La arquitectura y el urbanismo no son inmunes a la polarización de valores como tipo de cambio, como interacción socioeconómica. Los nuevos ambientalismos están cambiando constantemente entre gestos formales y ecoindecisión. Sustentabilidad es una herramienta de marketing, sin duda con buenas intenciones. Todo se reduce a una reticencia ecológica, a un discurso autorreferencial. Nuestro mundo de opuestos está inteligentemente disfrazado como un mundo de complemento, como accesorios. Usando de nuevo un film como metáfora, la denostada Waterworld de Kevin Costner es una versión épica de una soledad absoluta a consecuencia de una oscura decadencia tecnológica.
La sustentabilidad es corroboración enmascarada del capitalismo tecnológico mientras trata de distanciarse. No hay contexto más aparente para esta contradicción que la idea de vivir bajo el mar. Una utopía que sólo es posible gracias a un consumismo estético, pero que pretende representar un romanticismo tecnoecológico. El Samsung Smart Things Future Living Report cree que las comunidades subacuáticas serán un lugar común en un futuro cercano. La corporación Shimizu de Japón en colaboración con la Agencia Japonesa de Ciencia y Tecnología y la Universidad de Tokio está desarrollando un hábitat a gran escala para una granja submarina, la Espiral Oceánica.

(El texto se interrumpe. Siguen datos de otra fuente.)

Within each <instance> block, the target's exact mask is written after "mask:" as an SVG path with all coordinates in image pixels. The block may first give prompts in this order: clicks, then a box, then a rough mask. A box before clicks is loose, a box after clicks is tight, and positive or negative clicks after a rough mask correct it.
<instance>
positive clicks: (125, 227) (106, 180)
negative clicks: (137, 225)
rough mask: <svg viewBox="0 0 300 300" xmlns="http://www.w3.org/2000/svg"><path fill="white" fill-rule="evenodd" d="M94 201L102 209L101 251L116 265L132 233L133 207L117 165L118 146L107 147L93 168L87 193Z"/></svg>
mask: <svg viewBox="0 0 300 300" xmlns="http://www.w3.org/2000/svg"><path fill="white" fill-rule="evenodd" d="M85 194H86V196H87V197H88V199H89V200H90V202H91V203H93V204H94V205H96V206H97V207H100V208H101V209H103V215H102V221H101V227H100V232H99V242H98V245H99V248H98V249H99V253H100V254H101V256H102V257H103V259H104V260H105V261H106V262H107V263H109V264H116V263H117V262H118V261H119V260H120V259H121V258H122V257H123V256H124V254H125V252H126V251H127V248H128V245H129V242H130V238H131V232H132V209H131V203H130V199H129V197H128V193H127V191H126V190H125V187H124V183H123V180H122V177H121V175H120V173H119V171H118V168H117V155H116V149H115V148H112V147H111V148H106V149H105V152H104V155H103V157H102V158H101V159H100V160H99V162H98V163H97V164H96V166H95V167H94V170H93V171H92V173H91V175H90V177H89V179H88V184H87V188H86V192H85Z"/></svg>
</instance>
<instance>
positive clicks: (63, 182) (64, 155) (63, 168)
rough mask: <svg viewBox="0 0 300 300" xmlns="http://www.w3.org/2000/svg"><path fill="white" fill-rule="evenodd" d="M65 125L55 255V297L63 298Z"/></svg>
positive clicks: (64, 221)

En ningún lugar esta postura es más evidente que en la capital hipermoderna de nuestro mundo: Dubái. Deep Ocean Technology, una compañía fundada en 2010, ha diseñado un hotel bajo el agua en la costa de los Emiratos que liga el turismo de lujo con la aventura submarina (aunque el primer prototipo fue desarrollado para otro destino de naturaleza simulada, las Maldivas). Los arquitectos detrás del Deep Ocean Technology creen que su concepto —el Water Discus Hotel— es la piedra angular para estructuras más grandes, para un nuevo urbanismo submarino basado en pensamiento modular. Esta modularidad nos vincula a los ideales de Buckminster Fuller, un linaje de ontología tecnológica que define los giros del movimiento moderno. Vivir bajo el mar será otra casilla marcada en nuestra lista de deseos, una vacación estéticamente única, deluxe. En un mundo donde el futuro ya fue, es fácil imaginarse la fantasía de vivir entre arrecifes de coral mientras disfrutamos una hamburguesa de medusas.